Paratarsotomus macropalpis is getting loads of attention around the web today because the California mite has been dubbed the "fastest land animal" on the planet. According to NewsMax,the mite is smaller than a sesame seed, but the little bugger is quick; It can run up to 322 body lengths per second! If a human were to run that fast, it would be running approximately 1,300 miles-per-hour.
Samuel Rubin, a student researcher at Pitzer College, explained:
"It's so cool to discover something that's faster than anything else, and just to imagine, as a human, going that fast compared to your body length is really amazing. But beyond that, looking deeper into the physics of how they accomplish these speeds could help inspire revolutionary new designs for things like robots or biomimetic (sic) devices."The paratarsotomus macropalpis was videotaped using a high-speed camera and its speed was calculated from the footage. Not only is the creature fast but it is also agile, able to change direction and come to a complete stop with ease. According to Sci-News.com, the mite beat out the former speed champion, the Australian tiger beetle, which can run 171 body lengths per second. The record-shattering creature is 0.7 mm long, which is actually large for a mite. Its long legs likely help it cover more ground than the average insect (though a mite is technically not an insect).

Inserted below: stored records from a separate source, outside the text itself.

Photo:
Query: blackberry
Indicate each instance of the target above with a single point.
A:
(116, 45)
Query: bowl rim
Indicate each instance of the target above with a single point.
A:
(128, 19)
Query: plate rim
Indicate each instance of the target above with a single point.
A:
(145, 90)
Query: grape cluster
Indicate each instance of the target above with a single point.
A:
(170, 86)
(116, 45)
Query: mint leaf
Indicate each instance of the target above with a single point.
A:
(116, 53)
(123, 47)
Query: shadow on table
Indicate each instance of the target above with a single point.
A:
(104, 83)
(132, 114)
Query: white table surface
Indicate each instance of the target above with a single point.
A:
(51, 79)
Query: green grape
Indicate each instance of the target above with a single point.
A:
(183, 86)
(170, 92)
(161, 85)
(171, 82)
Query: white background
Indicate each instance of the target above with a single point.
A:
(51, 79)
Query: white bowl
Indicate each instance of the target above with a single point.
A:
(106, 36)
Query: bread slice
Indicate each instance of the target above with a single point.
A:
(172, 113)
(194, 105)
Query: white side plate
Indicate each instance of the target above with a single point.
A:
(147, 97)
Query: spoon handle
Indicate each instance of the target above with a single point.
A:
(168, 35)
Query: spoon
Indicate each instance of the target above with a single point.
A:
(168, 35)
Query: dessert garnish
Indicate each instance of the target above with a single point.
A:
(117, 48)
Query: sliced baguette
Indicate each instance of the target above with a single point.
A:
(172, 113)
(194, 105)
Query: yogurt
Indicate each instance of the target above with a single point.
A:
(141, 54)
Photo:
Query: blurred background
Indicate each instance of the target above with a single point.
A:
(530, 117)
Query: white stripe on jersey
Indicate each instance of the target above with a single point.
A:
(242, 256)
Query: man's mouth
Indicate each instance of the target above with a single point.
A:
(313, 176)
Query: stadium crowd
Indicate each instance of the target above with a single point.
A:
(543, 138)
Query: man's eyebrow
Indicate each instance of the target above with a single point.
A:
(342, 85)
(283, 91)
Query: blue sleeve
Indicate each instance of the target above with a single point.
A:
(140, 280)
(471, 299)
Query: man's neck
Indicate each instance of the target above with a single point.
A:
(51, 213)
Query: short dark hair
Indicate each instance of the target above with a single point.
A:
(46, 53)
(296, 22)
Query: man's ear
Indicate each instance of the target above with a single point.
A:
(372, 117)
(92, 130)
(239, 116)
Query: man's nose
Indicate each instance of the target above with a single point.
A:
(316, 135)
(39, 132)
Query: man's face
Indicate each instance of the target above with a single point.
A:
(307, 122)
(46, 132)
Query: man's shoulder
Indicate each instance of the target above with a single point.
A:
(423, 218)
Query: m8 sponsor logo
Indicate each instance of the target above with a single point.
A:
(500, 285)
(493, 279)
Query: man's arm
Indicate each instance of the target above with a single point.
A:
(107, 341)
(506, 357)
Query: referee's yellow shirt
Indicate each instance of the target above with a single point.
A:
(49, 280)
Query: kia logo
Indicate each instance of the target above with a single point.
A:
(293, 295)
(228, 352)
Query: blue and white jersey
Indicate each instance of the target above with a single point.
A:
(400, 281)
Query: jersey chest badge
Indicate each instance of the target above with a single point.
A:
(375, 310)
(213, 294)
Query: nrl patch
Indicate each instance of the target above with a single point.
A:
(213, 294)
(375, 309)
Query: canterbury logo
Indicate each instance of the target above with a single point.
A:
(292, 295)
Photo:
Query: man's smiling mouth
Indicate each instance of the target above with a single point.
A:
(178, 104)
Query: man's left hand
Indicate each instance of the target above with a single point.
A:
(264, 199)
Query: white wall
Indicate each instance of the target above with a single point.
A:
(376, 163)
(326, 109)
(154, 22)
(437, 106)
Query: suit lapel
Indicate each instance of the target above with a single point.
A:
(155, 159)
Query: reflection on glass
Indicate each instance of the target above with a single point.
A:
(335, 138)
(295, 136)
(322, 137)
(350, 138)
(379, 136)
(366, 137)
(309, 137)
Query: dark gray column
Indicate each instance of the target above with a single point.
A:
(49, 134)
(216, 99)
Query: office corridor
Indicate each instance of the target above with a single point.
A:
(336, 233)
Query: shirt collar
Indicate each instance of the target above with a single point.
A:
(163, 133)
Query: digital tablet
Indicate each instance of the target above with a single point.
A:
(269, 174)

Jonathan Wright, a professor of biology at Pomona College, says:
"We were looking at the overarching question of whether there is an upper limit to the relative speed or stride frequency that can be achieved. When the values for mites are compared with data from other animals, they indicate that, if there is an upper limit, we haven't found it yet."Paratarsotomus macropalpis easily beat out the speed of a cheetah, which many people think of as being very fast. As previously reported by TheInquisitr, the Cheetah actually doesn't run nearly as fast as you might think. Researchers say that the top speed of a cheetah is about 65 mph. Compare that to the incredible speed of this mite, and there is nothing but dust left behind. A lot of bugs and other animals with "creepy, crawly" traits tend to be quick, but something like the paratarsotomus macropalpis is so fast that it could go undetected.
The animal does fine on surfaces that reach up to 140 degrees Fahrenheit... which exceeds the maximum temperature that most animals can withstand.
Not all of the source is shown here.